Research by Chicago Booth PhD candidate Yanping Tu suggests that the more people view a task deadline as in the present, the more likely they are to start it. Conversely, they’re less apt to begin a job that seems to be part of the future. “The key step in getting things done is getting started,” she explains. “But that urgency, which is needed to actually work on a task, happens when that task is seen as part of a person’s present.”

Tu and her coauthor, Dilip Soman of University of Toronto’s Rotman School of Management, conducted five studies to determine the relationship between the way people categorize time and their propensity to start a task. Among their findings: study participants began a job sooner when a deadline fell on the same day of the week as the current day, which made the finishing date seem more like the present. They started projects more quickly when the due dates fell in the same month rather than in the next month, even if the amount of time granted to complete the assignments was the same. And when looking back on a deadline, they remembered it as being closer to the current day if the researchers showed the current day and the deadline day in boxes of the same color rather than in different colors.
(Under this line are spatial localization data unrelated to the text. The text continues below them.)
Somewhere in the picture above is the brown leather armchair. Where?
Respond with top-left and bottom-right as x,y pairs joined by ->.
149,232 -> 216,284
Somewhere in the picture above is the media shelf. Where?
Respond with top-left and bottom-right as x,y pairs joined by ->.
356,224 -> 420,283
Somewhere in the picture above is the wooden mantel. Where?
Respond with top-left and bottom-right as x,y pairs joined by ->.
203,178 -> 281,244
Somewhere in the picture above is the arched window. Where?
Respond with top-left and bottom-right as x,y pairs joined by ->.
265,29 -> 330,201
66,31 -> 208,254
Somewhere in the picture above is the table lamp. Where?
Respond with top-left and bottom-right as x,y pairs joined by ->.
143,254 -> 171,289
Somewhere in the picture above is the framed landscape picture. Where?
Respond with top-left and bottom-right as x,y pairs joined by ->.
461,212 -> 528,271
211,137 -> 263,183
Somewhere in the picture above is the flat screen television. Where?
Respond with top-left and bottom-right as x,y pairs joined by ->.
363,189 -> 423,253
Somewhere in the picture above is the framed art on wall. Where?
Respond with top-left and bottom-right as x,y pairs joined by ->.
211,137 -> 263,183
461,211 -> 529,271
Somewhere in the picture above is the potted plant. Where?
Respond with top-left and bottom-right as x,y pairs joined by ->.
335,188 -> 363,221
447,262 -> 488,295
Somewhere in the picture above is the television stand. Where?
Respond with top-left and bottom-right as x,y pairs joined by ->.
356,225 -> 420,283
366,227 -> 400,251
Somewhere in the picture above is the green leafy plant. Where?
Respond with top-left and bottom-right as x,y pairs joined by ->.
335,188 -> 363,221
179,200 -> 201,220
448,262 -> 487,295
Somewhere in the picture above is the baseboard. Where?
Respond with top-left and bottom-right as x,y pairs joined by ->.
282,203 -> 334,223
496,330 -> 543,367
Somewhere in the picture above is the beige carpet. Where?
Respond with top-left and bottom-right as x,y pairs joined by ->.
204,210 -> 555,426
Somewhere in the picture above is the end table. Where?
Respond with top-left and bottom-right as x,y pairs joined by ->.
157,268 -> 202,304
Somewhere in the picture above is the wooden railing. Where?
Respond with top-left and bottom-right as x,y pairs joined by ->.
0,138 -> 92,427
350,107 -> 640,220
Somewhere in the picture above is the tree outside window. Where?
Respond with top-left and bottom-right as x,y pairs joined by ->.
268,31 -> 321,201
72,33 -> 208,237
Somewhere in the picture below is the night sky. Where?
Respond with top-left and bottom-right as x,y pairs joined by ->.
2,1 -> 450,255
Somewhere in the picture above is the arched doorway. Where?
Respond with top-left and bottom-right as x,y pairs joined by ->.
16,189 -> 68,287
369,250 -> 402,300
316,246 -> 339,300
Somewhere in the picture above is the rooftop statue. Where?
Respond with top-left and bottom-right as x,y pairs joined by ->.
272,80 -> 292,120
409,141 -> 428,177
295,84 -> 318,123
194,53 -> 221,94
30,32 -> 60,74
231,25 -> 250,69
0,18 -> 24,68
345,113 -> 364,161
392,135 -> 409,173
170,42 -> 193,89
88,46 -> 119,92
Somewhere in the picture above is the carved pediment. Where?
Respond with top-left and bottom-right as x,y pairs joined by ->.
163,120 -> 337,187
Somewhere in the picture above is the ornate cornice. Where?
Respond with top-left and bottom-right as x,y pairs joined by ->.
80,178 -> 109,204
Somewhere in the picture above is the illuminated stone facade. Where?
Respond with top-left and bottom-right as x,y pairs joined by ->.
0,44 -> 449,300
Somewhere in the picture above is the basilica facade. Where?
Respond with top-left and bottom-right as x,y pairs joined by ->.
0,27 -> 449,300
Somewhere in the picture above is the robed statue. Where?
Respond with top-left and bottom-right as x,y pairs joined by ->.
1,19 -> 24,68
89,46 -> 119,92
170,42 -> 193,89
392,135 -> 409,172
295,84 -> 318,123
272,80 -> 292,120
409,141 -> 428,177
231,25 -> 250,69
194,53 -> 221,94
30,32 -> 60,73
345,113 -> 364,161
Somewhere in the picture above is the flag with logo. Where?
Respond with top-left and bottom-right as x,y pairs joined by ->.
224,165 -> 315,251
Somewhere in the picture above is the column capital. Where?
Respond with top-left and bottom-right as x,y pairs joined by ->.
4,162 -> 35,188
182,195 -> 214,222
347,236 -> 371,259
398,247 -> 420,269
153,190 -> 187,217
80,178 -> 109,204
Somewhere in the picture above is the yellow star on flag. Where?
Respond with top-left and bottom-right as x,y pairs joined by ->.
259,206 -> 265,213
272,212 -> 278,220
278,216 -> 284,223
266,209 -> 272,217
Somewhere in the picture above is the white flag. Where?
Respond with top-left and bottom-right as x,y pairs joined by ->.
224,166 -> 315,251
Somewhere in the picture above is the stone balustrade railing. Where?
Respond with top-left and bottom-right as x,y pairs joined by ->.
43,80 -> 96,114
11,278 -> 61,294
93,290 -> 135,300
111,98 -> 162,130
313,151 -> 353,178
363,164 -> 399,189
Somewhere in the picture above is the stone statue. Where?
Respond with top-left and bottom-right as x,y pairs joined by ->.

In another study, in rural India, 295 male farmers were told in either June or July 2010 that if they managed to save 5,000 rupees within six months, they would receive a financial bonus. Tu and Soman then gave the farmers an opportunity to either open a savings account immediately, or wait and open one at a local bank branch later.

They find that farmers with deadlines in December 2010 were more likely to immediately open the account, because the deadline appeared to be in the present. On the other hand, those with deadlines in January 2011 saw saving as something that would take place in the future, so they felt less urgency to get started. Even though the deadlines were only a month apart, the jump to the new year made the cutoff point seem distant.

In a separate study, the researchers used two calendars, one with the same background color for the entire week, and the second with one background color for the weekdays and another for the weekends. Forty-two undergraduates at the University of Toronto were given a task on a Tuesday that needed to be completed on Saturday. Participants were more likely to begin the task when the week was shown all in one color than when it was divided into two colors.

“When people are busy, they have to figure out if something needs to be done right away or whether it can be done later,” Tu said. “We only categorize those things we don’t have enough of.” People who believe they have plenty of time simply do not feel any impetus to start a task, even when a due date is actually looming.

If teachers want their students to complete an assignment, or managers need employees to finish a task, it might help to give them a sense of busyness so that they will categorize their time, Tu says. “After that, they may be more likely to get started if we assign tasks in a way that makes them seem like the present, not in a way that makes them seem like part of the future.”